This week I have learned:
- the difficulty of working with lots of people for whom I have lots of respect and admiration. I ran a workshop for about 60 colleagues and whilst it went well, I ended up feeling a bit exposed by the experience. I realise it’s because I want them to see value in what I am doing. That’s not to say that I don’t want that usually, but colleagues are different to clients. I guess I want to impress them all.
- what a great person Tom Geraghty is. I interviewed him on Thursday for the Brown Bag experiment, and his take on psychological safety is so on the money. The chat will be available next week online.
- they are actually selling. A few of orders this week for multiple packs of the PlayCards from people in really interesting roles in big corporates. There might be something in this.
- (last two pre-order special packs just waiting to be sold now, hint hint, nudge nudge)
- feeling like the most creative person in the room is a strange thing. I don’t get it that often, but when I do I feel very much the imposter. But maybe that’s a trait of creative people? Always looking at other creative people and wondering how they do things better than you do?

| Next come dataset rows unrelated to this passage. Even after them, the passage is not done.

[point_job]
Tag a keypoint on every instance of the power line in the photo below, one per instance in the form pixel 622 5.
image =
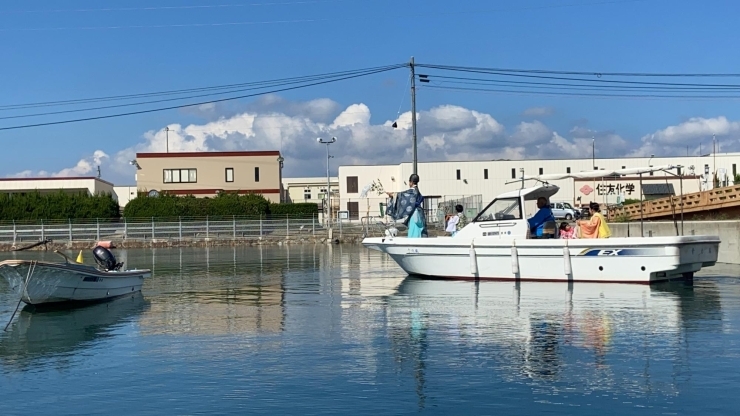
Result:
pixel 598 83
pixel 154 8
pixel 502 71
pixel 523 92
pixel 376 71
pixel 260 85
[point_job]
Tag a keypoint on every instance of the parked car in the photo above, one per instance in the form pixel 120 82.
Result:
pixel 564 210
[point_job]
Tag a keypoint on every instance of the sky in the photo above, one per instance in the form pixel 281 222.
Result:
pixel 57 50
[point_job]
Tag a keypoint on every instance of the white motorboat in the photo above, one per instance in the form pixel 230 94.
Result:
pixel 497 245
pixel 42 282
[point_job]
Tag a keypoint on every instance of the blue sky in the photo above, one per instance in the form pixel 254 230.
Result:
pixel 57 50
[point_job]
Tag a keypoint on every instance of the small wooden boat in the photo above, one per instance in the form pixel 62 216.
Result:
pixel 41 282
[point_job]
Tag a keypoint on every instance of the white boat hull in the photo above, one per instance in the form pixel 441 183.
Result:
pixel 628 260
pixel 68 282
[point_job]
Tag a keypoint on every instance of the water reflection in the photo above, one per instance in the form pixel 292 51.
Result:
pixel 593 336
pixel 340 329
pixel 40 334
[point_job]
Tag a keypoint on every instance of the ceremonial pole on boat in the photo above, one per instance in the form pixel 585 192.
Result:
pixel 413 111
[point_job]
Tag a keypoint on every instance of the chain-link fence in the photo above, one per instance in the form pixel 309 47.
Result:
pixel 235 227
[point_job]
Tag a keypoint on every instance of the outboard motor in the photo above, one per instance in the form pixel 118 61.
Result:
pixel 105 259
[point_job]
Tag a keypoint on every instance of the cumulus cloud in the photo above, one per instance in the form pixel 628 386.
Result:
pixel 445 132
pixel 675 139
pixel 538 112
pixel 84 167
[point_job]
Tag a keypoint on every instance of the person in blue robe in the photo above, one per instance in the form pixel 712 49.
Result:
pixel 409 206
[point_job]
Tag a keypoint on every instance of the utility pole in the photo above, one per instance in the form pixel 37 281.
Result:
pixel 714 161
pixel 413 110
pixel 593 152
pixel 328 184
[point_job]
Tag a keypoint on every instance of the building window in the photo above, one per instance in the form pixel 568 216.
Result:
pixel 180 175
pixel 354 210
pixel 352 185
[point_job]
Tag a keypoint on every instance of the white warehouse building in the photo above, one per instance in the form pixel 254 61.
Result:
pixel 449 182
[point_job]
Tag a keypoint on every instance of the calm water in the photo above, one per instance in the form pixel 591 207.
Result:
pixel 312 330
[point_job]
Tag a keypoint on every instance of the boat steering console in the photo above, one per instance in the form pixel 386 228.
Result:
pixel 105 259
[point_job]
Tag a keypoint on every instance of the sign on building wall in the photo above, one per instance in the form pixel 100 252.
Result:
pixel 607 188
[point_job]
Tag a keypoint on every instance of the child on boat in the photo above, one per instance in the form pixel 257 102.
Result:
pixel 566 231
pixel 457 222
pixel 597 226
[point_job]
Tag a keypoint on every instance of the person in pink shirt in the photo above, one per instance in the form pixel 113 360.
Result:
pixel 566 231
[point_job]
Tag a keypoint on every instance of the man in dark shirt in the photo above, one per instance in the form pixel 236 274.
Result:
pixel 536 223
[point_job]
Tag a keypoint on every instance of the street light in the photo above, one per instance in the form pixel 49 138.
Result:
pixel 328 183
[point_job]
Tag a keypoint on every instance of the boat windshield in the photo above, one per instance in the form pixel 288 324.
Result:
pixel 501 210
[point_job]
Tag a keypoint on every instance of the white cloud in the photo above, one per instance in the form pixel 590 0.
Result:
pixel 445 132
pixel 84 167
pixel 690 133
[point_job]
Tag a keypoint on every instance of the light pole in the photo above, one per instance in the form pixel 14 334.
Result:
pixel 282 191
pixel 328 183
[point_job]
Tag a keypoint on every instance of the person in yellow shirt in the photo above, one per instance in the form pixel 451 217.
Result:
pixel 596 227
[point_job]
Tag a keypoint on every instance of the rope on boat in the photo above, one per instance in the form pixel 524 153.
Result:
pixel 31 269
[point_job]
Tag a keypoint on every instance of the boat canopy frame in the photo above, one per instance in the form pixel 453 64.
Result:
pixel 595 174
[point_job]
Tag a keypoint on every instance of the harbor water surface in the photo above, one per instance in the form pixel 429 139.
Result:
pixel 342 330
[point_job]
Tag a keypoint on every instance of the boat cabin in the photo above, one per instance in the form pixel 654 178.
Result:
pixel 506 216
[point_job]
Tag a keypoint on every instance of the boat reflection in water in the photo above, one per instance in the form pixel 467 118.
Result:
pixel 41 333
pixel 583 337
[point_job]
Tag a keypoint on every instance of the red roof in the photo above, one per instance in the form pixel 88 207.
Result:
pixel 210 154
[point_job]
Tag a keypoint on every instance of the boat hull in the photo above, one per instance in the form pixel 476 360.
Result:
pixel 624 260
pixel 58 282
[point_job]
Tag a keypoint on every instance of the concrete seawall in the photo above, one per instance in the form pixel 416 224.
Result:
pixel 728 232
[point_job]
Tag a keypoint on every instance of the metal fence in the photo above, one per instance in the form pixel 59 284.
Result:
pixel 170 228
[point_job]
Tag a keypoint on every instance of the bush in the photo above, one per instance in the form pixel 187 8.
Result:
pixel 303 209
pixel 59 205
pixel 225 204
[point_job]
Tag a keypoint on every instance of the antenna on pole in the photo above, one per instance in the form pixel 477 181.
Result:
pixel 413 111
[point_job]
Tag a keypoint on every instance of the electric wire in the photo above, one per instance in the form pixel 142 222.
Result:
pixel 175 99
pixel 272 91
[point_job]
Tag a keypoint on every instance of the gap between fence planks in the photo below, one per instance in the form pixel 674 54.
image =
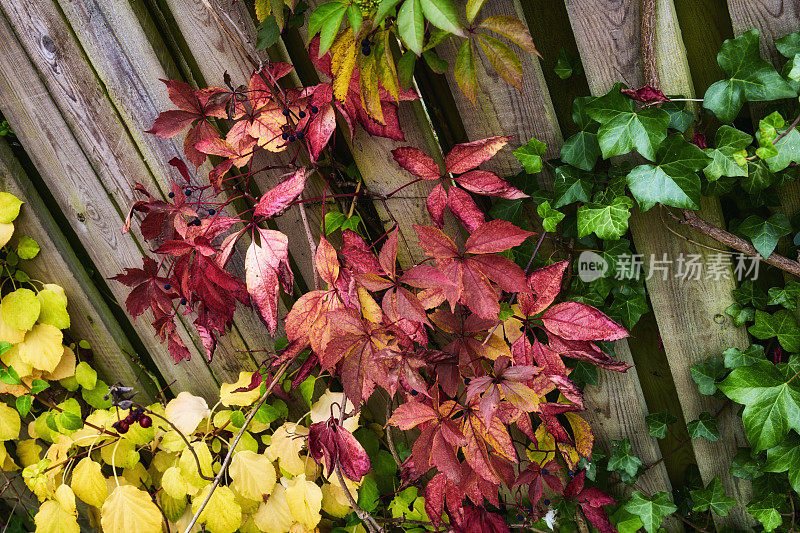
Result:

- this current wave of AI is bluster. I still remember when 3D was going to be so big they had to rebuild MS Paint.
- I can run 10 kilometres in one burst. Burst might be a little strong, but last night I ran a whole 10k, and at an average of less than 8 minutes/km. Only another 55 minutes to shave off my time before I’m in world record territory.
- I’m starting to get some insight from the coffees thing. Mainly that I and my colleagues probably need more unstructured, no-agenda meeting time.
- Translating agile projects into waterfall proposals and statements of work is odd, but I think I can see why it’s necessary now. To fix it all we need to do is completely restructure accounting and tax. No biggie.